In the first rendition, the painting is treated like an image out of life, not like a painting. There are small differences that support this. For example, in the first version, a man’s cape ends outside the frame, a vase is cut off by the top of the painting and most importantly, we can only see the bottom of a picture frame at the top of the painting. This suggests a life outside the painting. When things are cut off they seem natural. Does the picture frame, which is itself cut off by the frame of this painting, comment on the objects running outside the frame? Maybe. In the other versions it is not there, and the painting is confined. The cape turns in before reaching the limits of the painting.

Cézanne is greatest in his use of color. I loved it; he’s a master. He knows just where to put it, and that is what really makes an artist the best. Knowing what to put where and when. He is innovative too. The canvas becomes a color, which is fine thinking on his part.  In the first rendition of The Card Players, the canvas comes through several parts of the long blue cape, creating a strong, natural image and sense of light. His patchy application of color creates minor variations of color, even on regular surfaces. The wall in the painting is bluish, but shows splotches of pink and dashes of white.

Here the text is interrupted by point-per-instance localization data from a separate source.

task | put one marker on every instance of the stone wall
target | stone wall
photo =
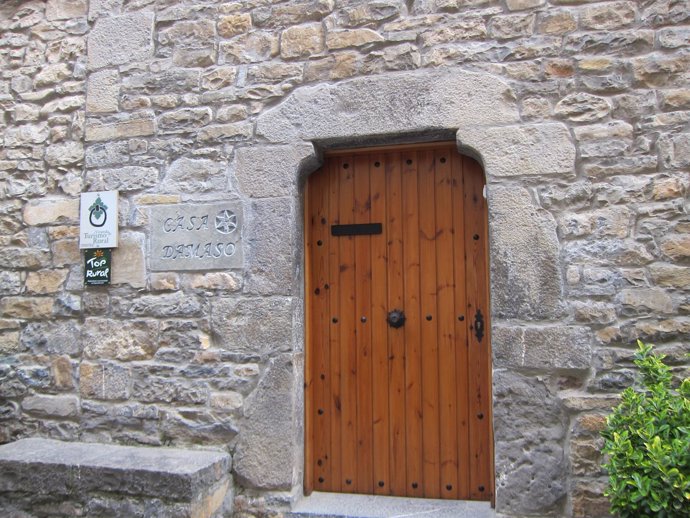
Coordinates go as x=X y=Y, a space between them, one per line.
x=578 y=110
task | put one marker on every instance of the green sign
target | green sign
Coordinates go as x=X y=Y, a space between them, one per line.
x=97 y=266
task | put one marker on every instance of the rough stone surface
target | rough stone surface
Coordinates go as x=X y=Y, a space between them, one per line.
x=524 y=248
x=117 y=40
x=353 y=109
x=264 y=459
x=578 y=112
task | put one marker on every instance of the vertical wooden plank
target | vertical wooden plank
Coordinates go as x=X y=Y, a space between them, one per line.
x=333 y=289
x=318 y=318
x=346 y=329
x=413 y=351
x=362 y=214
x=461 y=323
x=379 y=328
x=445 y=298
x=396 y=337
x=428 y=292
x=478 y=349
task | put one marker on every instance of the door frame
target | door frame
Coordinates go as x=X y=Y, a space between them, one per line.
x=308 y=474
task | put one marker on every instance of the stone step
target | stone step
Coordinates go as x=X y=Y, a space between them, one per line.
x=336 y=505
x=110 y=480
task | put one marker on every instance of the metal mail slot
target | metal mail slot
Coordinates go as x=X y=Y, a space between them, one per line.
x=361 y=229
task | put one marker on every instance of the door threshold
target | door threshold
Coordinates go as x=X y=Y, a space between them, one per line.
x=339 y=505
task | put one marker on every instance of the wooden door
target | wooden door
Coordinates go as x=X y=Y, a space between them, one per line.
x=402 y=410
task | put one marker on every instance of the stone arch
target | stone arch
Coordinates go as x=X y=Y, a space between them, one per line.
x=482 y=112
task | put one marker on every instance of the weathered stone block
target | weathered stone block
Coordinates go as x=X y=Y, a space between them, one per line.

This is equally true of the other series of paintings named “The Card Players.” There are three of these, and the first two were on exhibit. Once again, there was a scaled black and white reproduction of this painting. The first edition is much rougher. Like the other painting of the same name, the players are absorbed in their game. The blurry composition makes them blend in to their environment. It’s an intimate image. In later versions the image becomes sharper and colors change, in the case of a coat, from brown to blue.

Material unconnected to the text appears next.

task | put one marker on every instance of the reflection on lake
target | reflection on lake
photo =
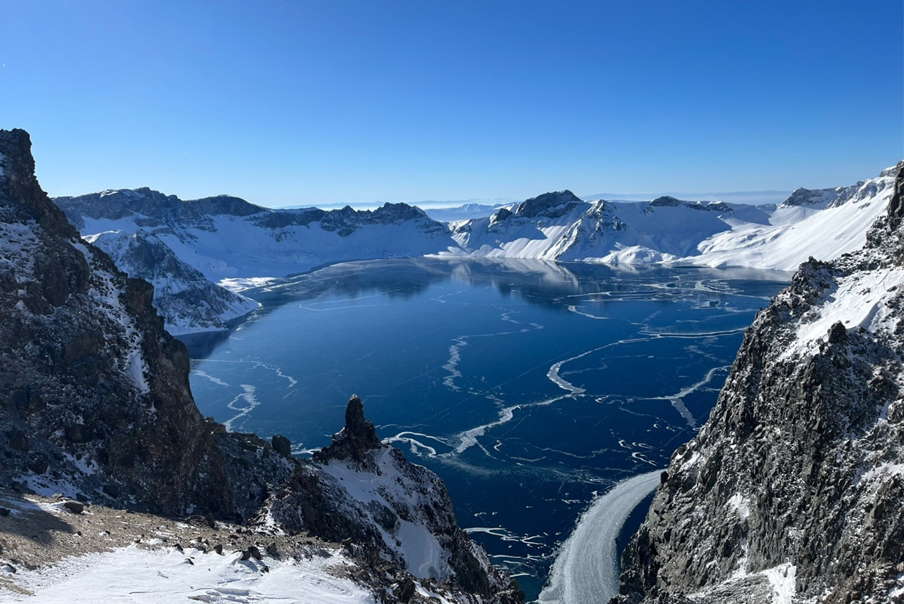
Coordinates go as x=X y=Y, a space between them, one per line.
x=527 y=386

The exhibition makes one point very well: to revise is not to change an old work but to create a new one. This not only applies to separate paintings in these series, all with their own merits, but to this group of paintings as a whole. Because the exhibition also showed older drawings, etchings and paintings, all having to do with playing cards, each piece approached card play in its own way. Some showed cards as a game of chance. Others used cards to illustrate rural simplicity and goodness. And still others used cards to create an image of celebration and vulgarity. Did Cézanne put these things in his paintings? Not so much. To re-emphasize, his paintings celebrate life and existence, and are lovely in their own right, which is what he cared about — making pretty art and that’s that.